|
![]() |
Hay días buenos, jornadas en que todo sale bien, brilla esplendoroso el sol en un cielo inmaculado, se nos abrazan tiernamente los hijos, el perro menea el rabo girando a nuestro alrededor; con sonrisa plácida, la virtuosa consorte sirve un café con pastas y sin reproches; venerables progenitores orgullosos alardean encomiásticamente de su hijo; somos admirados, atendidos, respetados; comprendemos, perdonamos, estamos sanos, dormimos bien; y lo mejor es que olvidamos.
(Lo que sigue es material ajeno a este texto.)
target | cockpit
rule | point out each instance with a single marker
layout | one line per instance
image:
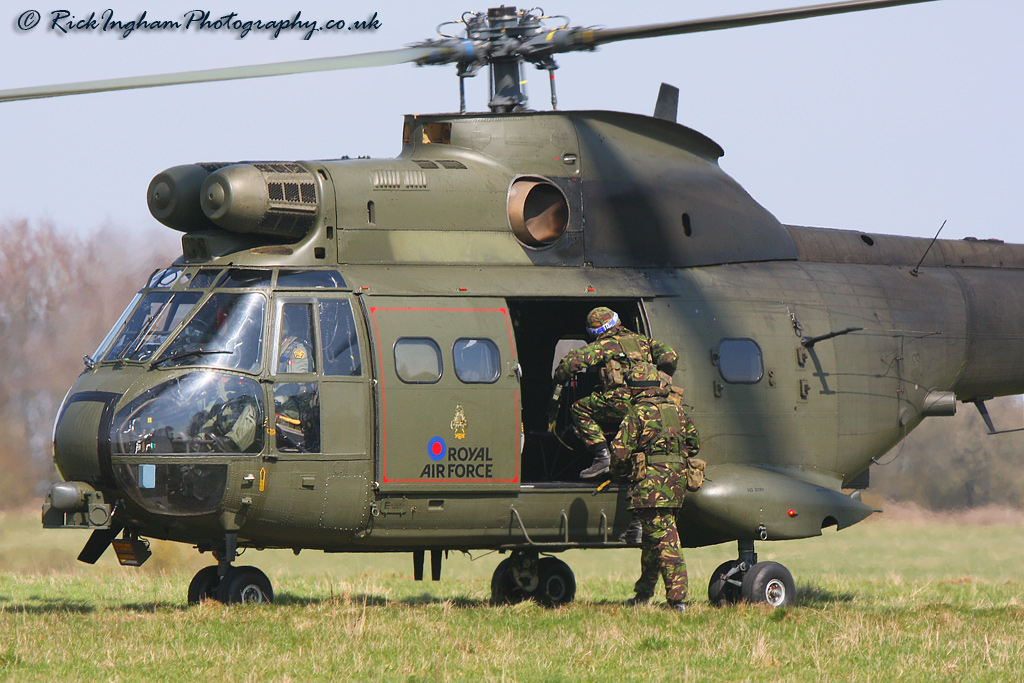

Con claro y fastidioso recuerdo puedo afirmar que ése no fue uno de estos días para mí. Amaneció desapacible. Nubarrones densos, plomizos, encapotaban las alturas; un viento húmedo, muy desagradable a los sentidos, azotaba violentamente en remolinantes rachas a la exuberante vegetación, que en vehemente danza bordeaba la solitaria carretera por la que yo circulaba sobre mi briosa motocicleta japonesa, entumecido de frío y de sueño, dirigiéndome a la agencia. Al iniciar el trayecto comenzó a llover. No fue una lluvia de las corrientes por ese lugar y en esas fechas. No; acaso debería decir que diluvió como si se hubiera desencadenado una furia divina. Ese torrente de agua inundó carreteras y caminos, anegó campos, enturbió ríos.